3.2. Property Analysis

The feature subset

\hat{F} = \{{\hat{f}}_{1}, {\hat{f}}_{2}, \dots, {\hat{f}}_{k}\}

that is selected by ELC can be considered as maximally maintaining feature-label space consistency.

\hat{F}

is expected to be constituted by the remarkable features and exclude the noisy ones. In this subsection, we will further analyze the properties of ELC and reveal its underlying characteristics.

Suppose that each feature in

F

has been standardized to have mean zero and unit length. Then, the following things hold for Equation (1):

{∥{\hat{Y}}^{T} \hat{Y} - S∥}_{F}^{2} = {∥\frac{1}{n^{2}} (Y^{T} (X W) {(X W)}^{T} Y) - S∥}_{F}^{2} .

This is the objective of ELC. For more clearly illustrating its properties, let

\hat{S} = n^{2} S

and

H = Y^{T} (X W) {(X W)}^{T} Y

. Then,

\begin{matrix} {∥{\hat{Y}}^{T} \hat{Y} - S∥}_{F}^{2} = \frac{1}{n^{2}} (t r (H^{T} H) + t r ({\hat{S}}^{T} \hat{S}) - 2 t r ({\hat{S}}^{T} H)) . \end{matrix}

Three terms are involved in this equation. Clearly,

t r ({\hat{S}}^{T} \hat{S})

represents the label correlation information extracted from the label space and is constant in the selection process. Thus, it is easy to conclude that

min_{W} {∥{\hat{Y}}^{T} \hat{Y} - S∥}_{F}^{2}

is equivalent to

min_{W} t r (H^{T} H)

and

max_{W} t r ({\hat{S}}^{T} H)

. Then, two properties of ELC are given as follows:

Property 1.

Label correlation information can be maximally embedded in feature selection by ELC.

Proof.

t r ({\hat{S}}^{T} H) = t r ({(XW)}^{T} Y \hat{S} Y^{T} (XW))

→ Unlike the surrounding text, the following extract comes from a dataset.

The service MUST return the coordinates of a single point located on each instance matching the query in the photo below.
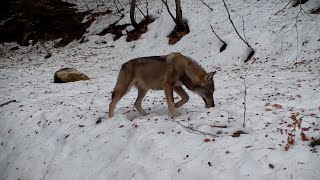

= \sum_{i = 1}^{k} {\hat{f}}_{i}^{T} (Y \hat{S} Y^{T}) {\hat{f}}_{i} = \sum_{i = 1}^{k} {\hat{f}}_{i}^{T} (\sum_{c 1 = 1}^{l} \sum_{c 2 = 1}^{l} y_{c 1} s_{c 1, c 2} y_{c 2}^{T}) {\hat{f}}_{i}

, where

s_{c 1, c 2}

is the correlation degree of the labels

y_{c 1}

and

y_{c 2}

, and

XW

indicates the selected features. Then, the following things holds:

min_{W} {∥{\hat{Y}}^{T} \hat{Y} - S∥}_{F}^{2} \propto max_{W} \sum_{i = 1}^{k} {\hat{f}}_{i}^{T} (\sum_{c 1 = 1}^{l} \sum_{c 2 = 1}^{l} y_{c 1} s_{c 1, c 2} y_{c 2}^{T}) {\hat{f}}_{i}

.

\sum_{c 1 = 1}^{l} \sum_{c 2 = 1}^{l} y_{c 1} s_{c 1, c 2} y_{c 2}^{T}

can be regarded as the correlation information of pairwise labels. Therefore, ELC can maximally embed label correlations in its feature selection process. □

Label correlation information is important for multi-label learning. For example, the images about seas may share some common labels for recognition, such as ship, fish, and seagull, and their close correlations may help us distinguish the image category and find their shared features. The existing multi-label learning methods are categorized on the basis of the label correlation orders they consider [39]. Their correlation modeling capabilities directly affect their discriminative performance. As demonstrated in Property 1, ELC can measure the pairwise label correlations. Furthermore, it can also preserve this correlation information in its constructed feature subspace, which is crucial for ELC to eliminate noisy features. In other words, the features that can maximally preserve label correlation information are preferred by ELC. This strategy facilitates ELC building a low-dimensional feature space that is consistent with the label space and also suitable for multi-label learning.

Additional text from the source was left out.